Prior to my trip to Peru I wasn’t sure if college was the path I really wanted to be on, let alone what I wanted to study or what I wanted to do. I even attempted to drop out… twice! Luckily, thanks to some tough love from great parents, I stuck it out long enough to get to Peru.
After Peru, my thoughts of dropping out were long gone. A week after being back, I marched into the campus ministry office and declared that I would not only be returning to Peru, but that I intended to do so as a student leader. Two weeks after that, I applied for and eventually accepted a position as a resident assistant. I wanted to help first-year students who felt the same way I did. I wanted to help them find something—a club, a sport, maybe an alternative spring break, maybe Peru—anything that would do for them what Peru did for me.
On my second trip down, we were given the task of cleaning and painting the enormous wall that surrounded the local school. At night, I had ample time to catch up with Jhonny, who was expecting the birth of his second child at any moment. One morning, Jhonny and I were talking about what he and his wife would name their new baby when I asked him to take pictures. He smiled and said that he didn’t have a camera. Thankfully, I had mine and that next morning when Minerva was born, he was able to capture it all with photos that to this day still hang on his living room walls. A few days after her birth, Jhonny returned the camera and was telling me about everything when he came right out and asked if I would consider being Minerva’s Godfather. I was speechless. A man I had met just a year ago was asking me to become a part of his and his family’s life forever. I had never felt more honored.
With Jhonny and Minerva outside their home.
My third trip to Peru I met Minerva and the rest of Jhonny’s family for the first time. My fourth trip to Peru we celebrated Jhonny’s 40th birthday and Minerva spoke to me for the first time. Next March will mark my 13th trip to Peru and I look forward to seeing Minerva during her first year of school.
The debate over whether or not these types of short-term volunteer trips are beneficial is riddled with strong points on both sides. That said, I can guarantee that I would not be the person I am today were it not for the short-term volunteer trips I have participated in over the years. I also don’t believe I’m alone: I’ve seen students change majors, commit to year-long service programs, and live their lives differently as a result of these very experiences.
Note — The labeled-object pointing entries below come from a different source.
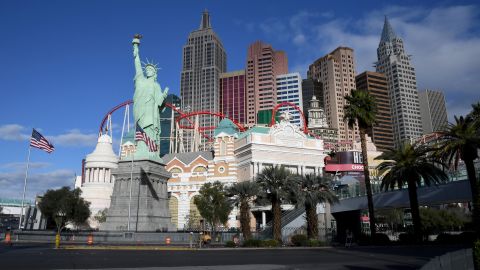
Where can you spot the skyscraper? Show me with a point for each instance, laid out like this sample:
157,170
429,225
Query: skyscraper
394,62
167,124
336,72
317,124
204,58
310,88
289,89
263,65
376,84
433,110
232,95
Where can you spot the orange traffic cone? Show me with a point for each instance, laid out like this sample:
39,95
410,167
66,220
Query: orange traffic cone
90,239
8,239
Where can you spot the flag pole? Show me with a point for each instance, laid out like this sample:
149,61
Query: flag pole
130,195
24,187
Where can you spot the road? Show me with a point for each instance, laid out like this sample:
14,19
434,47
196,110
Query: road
42,256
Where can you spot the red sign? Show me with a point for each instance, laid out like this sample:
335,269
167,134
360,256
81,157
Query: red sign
344,168
365,218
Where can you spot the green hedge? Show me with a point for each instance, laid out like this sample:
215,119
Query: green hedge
476,254
230,244
299,240
261,243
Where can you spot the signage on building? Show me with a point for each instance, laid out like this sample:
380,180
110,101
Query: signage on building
344,168
349,161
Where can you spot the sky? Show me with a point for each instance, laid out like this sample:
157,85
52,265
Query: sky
65,64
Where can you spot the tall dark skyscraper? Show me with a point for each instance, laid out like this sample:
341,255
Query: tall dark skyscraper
396,64
204,58
167,124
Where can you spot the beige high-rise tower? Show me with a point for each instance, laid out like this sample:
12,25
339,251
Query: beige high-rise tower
336,72
204,59
263,65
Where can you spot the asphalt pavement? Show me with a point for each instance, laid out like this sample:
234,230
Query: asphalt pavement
43,256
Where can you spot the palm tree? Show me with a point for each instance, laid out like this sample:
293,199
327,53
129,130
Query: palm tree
275,183
314,189
243,194
461,141
410,164
361,109
475,113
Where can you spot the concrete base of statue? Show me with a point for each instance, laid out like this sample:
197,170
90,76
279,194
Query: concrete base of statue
149,201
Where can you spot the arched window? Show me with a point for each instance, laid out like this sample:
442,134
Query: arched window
223,147
176,170
173,206
200,170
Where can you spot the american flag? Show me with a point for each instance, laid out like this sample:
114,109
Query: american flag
140,135
38,141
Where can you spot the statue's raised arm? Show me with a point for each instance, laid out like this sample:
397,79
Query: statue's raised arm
136,56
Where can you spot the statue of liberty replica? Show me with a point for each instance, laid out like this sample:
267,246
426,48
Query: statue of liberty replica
139,200
148,101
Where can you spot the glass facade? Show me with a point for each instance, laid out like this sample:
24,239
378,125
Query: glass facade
232,95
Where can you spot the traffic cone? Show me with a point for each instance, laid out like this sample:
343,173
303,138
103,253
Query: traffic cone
8,239
90,239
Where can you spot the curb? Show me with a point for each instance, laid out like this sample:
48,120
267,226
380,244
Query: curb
80,247
83,247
On a recent trip, Jhonny said it best:
“The service you do at Yancana Huasy [rehabilitation center] and Fe y Alegía [local school] is important. However, it is the conversations that we have every night that really matter. Showing interest, listening, learning and appreciating one another are all truly acts of love and by doing these things we are sharing our love and our lives with one another. Again, the work you do here is magnificent, but everything you learn, see, do, and feel during this trip is what you must remember and share with others. Only with knowledge, friendship, and love can we begin to think and act as a global community, as brothers and sisters.”